Résumer la carrière prolifique et éclectique de Robert Wise (1914-2005) serait un pari difficile voire impossible à relever. Ainsi, pour situer Deux sur la balançoire – Two for the Seesaw, nous dirons que le réalisateur avait déjà derrière lui La Malédiction des hommes-chats, Le Récupérateur de cadavres, Né pour tuer, Nous avons gagné ce soir, Le Jour où la Terre s’arrêta, Je veux vivre !, Le Coup de l’escalier, qu’il venait de coréaliser West Side Story (10 Oscars), qu’il s’apprêtait à emballer La Maison du diable – The Haunting, La Mélodie du bonheur – The Sound of Music (5 Oscars) et La Canonnière du Yang-Tsé – The Sand Pebbles…c’est dire l’importance de cet immense artisan, qui à l’instar de Richard Fleischer ou Mark Robson n’a eu de cesse de passer d’un genre à l’autre avec autant de culot que de réussite, en mettant tout son savoir-faire au service d’un studio et d’un scénario. À l’origine de Deux sur la balançoire il y a une pièce de théâtre de William Gibson, triomphe de Broadway de l’année 1958 (750 représentations), interprétée par Henry Fonda et Anne Bancroft (Tony Award de la meilleure actrice) et montée par Arthur Penn. Quatre ans après sa création sur scène, Two for the Seesaw devient donc un long-métrage sous la bannière de la United Artists et porté par deux autres stars, Robert Mitchum et Shirley MacLaine, en remplacement de Paul Newman et Elizabeth Taylor, initialement envisagés. Si le scénario signé Isobel Lennart (Escale à Hollywood de George Sidney, Ville haute, ville basse de Mervyn LeRoy) ne peut calfeutrer la nature de Deux sur la balançoire, Robert Wise se surpasse en jouant sur le cadre, les contre-plongées, les décors et aère le récit en montrant les rues de New York, magnifiquement photographiées par Ted D. McCord, chef opérateur du Trésor de la Sierra Madre et d’À l’est d’Éden, dont le travail sera auréolé d’une nomination aux Oscars en 1963. Si le fond n’est pas inintéressant, Two for the Seesaw vaut plus pour la mise en scène de Robert Wise et bien sûr pour le jeu du chat et de la souris entre les deux monstres sacrés du cinéma, qui rivalisent de charme et dont l’alchimie est évidente.

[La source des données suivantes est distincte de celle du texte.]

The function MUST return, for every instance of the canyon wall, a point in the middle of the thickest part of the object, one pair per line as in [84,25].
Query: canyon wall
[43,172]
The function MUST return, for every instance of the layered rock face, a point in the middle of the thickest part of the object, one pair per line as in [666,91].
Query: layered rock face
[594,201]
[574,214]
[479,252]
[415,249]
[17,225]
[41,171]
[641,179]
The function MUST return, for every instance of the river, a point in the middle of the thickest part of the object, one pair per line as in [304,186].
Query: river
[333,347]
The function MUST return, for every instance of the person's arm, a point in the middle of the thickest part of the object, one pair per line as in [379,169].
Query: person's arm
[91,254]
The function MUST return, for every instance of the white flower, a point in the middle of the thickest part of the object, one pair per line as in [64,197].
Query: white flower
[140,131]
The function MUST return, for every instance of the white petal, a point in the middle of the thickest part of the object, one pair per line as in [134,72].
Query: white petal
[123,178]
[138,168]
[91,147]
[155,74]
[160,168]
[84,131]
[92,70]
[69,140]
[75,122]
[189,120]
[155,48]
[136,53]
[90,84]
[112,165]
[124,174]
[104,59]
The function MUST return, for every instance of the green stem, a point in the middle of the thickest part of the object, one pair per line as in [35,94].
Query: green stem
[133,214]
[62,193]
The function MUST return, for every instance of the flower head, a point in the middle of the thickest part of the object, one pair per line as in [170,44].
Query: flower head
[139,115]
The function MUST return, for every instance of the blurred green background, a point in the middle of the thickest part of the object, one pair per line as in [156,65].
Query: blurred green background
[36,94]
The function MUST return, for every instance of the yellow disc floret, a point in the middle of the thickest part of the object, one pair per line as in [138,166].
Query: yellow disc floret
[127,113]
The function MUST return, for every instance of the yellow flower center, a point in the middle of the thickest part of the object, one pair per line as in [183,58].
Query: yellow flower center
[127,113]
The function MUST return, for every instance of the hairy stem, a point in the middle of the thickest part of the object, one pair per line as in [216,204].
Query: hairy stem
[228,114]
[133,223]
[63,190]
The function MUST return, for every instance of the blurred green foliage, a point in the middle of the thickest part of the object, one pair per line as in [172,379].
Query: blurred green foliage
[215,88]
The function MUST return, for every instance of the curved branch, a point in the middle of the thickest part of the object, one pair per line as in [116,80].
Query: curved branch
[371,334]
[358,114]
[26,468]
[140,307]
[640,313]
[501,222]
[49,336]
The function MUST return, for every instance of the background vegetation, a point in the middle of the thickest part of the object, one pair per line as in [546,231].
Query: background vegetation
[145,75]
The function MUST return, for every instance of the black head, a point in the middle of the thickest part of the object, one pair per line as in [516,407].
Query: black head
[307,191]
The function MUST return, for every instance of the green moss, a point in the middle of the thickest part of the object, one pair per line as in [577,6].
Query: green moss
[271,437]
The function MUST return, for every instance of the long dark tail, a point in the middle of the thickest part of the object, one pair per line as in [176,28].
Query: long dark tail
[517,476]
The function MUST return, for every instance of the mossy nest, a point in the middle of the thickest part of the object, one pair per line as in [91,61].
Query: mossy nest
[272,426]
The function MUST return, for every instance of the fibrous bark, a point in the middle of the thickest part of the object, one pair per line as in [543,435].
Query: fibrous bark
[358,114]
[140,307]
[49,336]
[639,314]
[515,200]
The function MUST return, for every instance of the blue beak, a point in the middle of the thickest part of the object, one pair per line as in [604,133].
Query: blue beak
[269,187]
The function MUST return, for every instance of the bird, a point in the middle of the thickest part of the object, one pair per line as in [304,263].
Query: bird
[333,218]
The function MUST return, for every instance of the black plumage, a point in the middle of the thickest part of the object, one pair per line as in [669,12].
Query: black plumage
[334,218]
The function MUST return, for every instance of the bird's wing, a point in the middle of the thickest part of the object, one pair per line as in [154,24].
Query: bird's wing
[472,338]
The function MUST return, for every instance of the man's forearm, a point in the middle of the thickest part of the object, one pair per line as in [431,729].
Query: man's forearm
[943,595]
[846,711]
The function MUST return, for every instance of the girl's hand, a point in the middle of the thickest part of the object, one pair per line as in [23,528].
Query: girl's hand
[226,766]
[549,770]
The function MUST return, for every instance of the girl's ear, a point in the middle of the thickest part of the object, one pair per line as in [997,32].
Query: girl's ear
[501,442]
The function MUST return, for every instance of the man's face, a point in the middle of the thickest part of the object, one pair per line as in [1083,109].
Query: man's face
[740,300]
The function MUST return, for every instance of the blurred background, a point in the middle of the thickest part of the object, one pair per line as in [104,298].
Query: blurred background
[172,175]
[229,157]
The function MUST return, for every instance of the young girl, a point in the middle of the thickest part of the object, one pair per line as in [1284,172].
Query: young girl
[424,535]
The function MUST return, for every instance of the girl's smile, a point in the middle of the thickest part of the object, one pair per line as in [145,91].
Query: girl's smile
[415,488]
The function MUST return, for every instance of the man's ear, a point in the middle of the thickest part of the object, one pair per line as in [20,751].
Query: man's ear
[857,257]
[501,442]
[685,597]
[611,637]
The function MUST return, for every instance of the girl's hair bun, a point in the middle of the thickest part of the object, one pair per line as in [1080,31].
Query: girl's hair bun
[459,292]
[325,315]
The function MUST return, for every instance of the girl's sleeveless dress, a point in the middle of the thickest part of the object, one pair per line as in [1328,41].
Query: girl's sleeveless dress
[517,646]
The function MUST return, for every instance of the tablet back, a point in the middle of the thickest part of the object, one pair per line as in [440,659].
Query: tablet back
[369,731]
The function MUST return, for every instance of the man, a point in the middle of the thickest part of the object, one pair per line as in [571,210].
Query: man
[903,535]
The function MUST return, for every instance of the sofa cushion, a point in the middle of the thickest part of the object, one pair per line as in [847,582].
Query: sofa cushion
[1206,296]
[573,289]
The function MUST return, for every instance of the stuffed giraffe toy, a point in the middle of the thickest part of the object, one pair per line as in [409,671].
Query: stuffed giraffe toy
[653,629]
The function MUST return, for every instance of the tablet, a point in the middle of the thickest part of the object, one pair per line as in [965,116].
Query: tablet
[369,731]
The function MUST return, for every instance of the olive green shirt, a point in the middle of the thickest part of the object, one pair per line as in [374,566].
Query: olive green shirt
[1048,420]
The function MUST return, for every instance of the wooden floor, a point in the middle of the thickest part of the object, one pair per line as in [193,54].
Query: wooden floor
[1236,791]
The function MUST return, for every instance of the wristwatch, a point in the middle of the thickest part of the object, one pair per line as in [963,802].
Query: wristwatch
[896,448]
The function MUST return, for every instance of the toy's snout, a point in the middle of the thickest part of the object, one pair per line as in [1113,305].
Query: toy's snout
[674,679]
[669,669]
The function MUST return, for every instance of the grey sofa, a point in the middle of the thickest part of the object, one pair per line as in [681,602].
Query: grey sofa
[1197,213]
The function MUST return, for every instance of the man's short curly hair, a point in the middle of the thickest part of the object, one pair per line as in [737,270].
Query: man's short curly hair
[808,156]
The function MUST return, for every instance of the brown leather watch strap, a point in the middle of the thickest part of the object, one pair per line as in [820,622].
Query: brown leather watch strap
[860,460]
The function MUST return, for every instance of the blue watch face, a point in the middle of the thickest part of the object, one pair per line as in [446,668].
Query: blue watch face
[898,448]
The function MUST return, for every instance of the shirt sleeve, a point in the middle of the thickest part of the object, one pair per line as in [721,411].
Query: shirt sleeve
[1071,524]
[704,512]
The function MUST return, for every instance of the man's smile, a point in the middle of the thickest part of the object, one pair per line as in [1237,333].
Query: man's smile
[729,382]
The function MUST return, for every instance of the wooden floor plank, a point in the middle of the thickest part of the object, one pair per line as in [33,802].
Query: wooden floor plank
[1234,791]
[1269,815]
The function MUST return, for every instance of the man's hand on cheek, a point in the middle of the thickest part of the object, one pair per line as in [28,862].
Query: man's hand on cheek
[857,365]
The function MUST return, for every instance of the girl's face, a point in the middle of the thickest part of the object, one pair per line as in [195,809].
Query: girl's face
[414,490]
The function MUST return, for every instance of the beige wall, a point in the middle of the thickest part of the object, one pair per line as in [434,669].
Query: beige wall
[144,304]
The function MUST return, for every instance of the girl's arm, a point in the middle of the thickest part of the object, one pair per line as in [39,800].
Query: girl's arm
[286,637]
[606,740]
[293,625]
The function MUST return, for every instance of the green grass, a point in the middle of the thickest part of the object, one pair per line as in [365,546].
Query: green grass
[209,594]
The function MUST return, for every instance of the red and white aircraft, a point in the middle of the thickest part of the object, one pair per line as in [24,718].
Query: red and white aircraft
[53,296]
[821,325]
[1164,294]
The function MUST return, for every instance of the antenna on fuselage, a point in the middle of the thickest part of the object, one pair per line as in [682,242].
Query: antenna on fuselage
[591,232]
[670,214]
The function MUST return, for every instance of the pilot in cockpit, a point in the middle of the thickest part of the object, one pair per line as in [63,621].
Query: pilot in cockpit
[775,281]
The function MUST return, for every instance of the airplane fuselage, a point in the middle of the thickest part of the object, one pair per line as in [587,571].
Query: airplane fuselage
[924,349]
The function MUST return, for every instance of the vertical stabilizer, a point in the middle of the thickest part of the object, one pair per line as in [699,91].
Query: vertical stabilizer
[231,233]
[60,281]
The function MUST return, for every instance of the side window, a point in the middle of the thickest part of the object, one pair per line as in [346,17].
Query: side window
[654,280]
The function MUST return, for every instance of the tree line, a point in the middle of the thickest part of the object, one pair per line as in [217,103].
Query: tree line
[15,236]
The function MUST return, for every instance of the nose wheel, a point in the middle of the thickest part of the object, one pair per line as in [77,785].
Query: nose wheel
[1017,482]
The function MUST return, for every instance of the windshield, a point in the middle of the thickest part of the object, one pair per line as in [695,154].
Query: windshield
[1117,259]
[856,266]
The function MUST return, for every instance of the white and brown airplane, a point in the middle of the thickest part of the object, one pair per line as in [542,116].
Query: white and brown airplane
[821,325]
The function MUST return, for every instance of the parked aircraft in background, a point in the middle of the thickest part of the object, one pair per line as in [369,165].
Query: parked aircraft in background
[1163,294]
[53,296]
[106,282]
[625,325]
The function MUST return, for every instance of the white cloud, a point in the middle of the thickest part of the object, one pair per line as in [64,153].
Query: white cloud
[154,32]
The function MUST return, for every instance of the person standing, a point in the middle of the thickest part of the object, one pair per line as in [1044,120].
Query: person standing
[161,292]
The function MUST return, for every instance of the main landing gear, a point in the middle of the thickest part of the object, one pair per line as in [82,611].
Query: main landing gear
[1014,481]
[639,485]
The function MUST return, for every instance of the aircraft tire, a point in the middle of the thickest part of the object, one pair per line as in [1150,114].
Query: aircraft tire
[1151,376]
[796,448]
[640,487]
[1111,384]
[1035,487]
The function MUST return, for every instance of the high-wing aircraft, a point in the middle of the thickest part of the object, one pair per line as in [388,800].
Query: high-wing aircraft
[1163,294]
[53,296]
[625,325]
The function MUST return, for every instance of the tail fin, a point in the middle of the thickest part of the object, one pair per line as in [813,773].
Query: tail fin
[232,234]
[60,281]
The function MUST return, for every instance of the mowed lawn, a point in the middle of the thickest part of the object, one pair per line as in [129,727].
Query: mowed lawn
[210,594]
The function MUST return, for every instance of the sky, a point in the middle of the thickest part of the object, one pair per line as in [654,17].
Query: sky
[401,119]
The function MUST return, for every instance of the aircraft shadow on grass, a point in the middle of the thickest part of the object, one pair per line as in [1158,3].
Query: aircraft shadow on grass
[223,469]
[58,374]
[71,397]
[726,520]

Parce qu’il ne pouvait plus supporter sa femme, Jerry se retrouve seul dans New York. Il rencontre Gittel, une ancienne danseuse devenue prostituée. Leurs deux solitudes s’accordent très vite, et tout semble aller bien entre eux, malgré les incessants coups de téléphone que Jerry ne peut s’empêcher d’échanger avec sa femme. Gittel, de plus en plus inquiète, se laisse aller à douter de l’amour de Jerry. Un soir, elle finit par céder à un ancien amant.
La solitude est en train de me rendre fou. J’ai appelé pour contacter quelqu’un du sexe faible, qui soit faible.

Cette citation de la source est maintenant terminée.